Reconstruct Purchase Records

In this problem, a group of children pooled their money in pairs to purchase two cards at a store. After buying the cards, they raced to a fountain in the city centre; the winner of each race got both cards. In the event of a tie (i.e. if both children reached at exactly the same time), each child took one card.

Later, when all the children gathered, they tried to recall the purchases, but their memories were fuzzy. They remembered only some of the purchase records (i.e. which pair of children jointly purchased the cards) but did not recall who actually won the race. However, each child did remember exactly how many cards they ended up with.

Your task is to reconstruct one possible outcome of each purchase record that is consistent with the final card counts.

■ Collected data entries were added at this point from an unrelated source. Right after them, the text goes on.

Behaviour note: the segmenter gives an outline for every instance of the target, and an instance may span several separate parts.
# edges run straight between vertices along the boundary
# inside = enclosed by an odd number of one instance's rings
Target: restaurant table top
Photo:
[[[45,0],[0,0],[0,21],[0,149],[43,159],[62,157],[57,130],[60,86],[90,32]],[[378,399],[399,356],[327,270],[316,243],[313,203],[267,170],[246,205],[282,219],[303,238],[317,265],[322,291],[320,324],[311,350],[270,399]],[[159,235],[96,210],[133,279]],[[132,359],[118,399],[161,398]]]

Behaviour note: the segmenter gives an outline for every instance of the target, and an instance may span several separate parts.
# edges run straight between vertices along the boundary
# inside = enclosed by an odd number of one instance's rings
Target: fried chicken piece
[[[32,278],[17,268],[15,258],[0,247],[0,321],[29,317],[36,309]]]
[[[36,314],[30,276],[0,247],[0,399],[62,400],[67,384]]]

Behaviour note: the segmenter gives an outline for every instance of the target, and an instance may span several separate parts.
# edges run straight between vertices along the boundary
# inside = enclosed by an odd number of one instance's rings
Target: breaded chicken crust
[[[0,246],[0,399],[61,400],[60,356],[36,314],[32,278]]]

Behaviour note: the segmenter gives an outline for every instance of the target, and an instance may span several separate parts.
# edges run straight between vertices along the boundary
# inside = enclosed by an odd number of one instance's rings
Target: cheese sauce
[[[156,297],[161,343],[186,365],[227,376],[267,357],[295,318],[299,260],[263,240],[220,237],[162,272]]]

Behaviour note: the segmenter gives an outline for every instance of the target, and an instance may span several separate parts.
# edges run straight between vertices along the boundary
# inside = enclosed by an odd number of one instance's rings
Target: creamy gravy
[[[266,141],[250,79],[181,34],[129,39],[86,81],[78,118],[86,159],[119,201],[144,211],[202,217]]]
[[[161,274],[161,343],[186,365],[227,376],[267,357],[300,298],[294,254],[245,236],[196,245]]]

Note that if all purchase records were assumed to have been ties, then every child would have received exactly one card from each record they participated in. In other words, if a child participated in t_i records, they would receive t_i cards. If a record instead produced a winner and a loser, the winner would get 2 cards and the loser 0, which is equivalent to adding an extra card for the winner and subtracting one card from the loser compared to the tie scenario.

Mathematically, define for each child i with participation count t_i and final card count x_i the difference d_i = x_i - t_i. Each non-tie record (where an outcome is chosen) between child u and v provides a change of +1 to one child and −1 to the other. Hence, if you decide to change the outcome of a record from tie to a win/loss pair, you effectively add +1 to one child and −1 to the other.

Your solution must decide, for each recorded pair, whether the outcome was a tie (denoted by 0) or a win/loss decision. In the case of a win/loss, output 1 if the first child wins and 2 if the second child wins. The chosen outcomes must satisfy that for every child i: $$\sum_{\text{records including }i} \delta_i = d_i,$$ with \(\delta_i\) being +1 if the child wins in that record, −1 if the child loses, and 0 if the record was a tie. Also note that the sum of all \(d_i\)'s must be 0 (which is a necessary condition, since every record gives out exactly 2 cards).

If there are multiple valid answers, output any one of them.

inputFormat

The input begins with two integers n and m (1 ≤ n, m ≤ 10⁵), where n is the number of children and m is the number of recorded purchase pairs.

The following m lines each contain two integers u and v (1 ≤ u, v ≤ n, u ≠ v) indicating that child u and child v were in a pair that bought two cards.

The last line contains n integers x₁, x₂, ..., x_n (0 ≤ x_i ≤ 2*t_i, where t_i is the number of records in which child i occurs). It is guaranteed that \(\sum_{i=1}^{n} x_i = 2m\>.

outputFormat

Output a single line containing m integers separated by spaces. The i-th integer represents the outcome for the i-th purchase record in the input order: output 0 if the record is a tie, 1 if in that record the first child wins, and 2 if the second child wins.

sample

3 3
1 2
2 3
1 3
3 1 2

1 0 0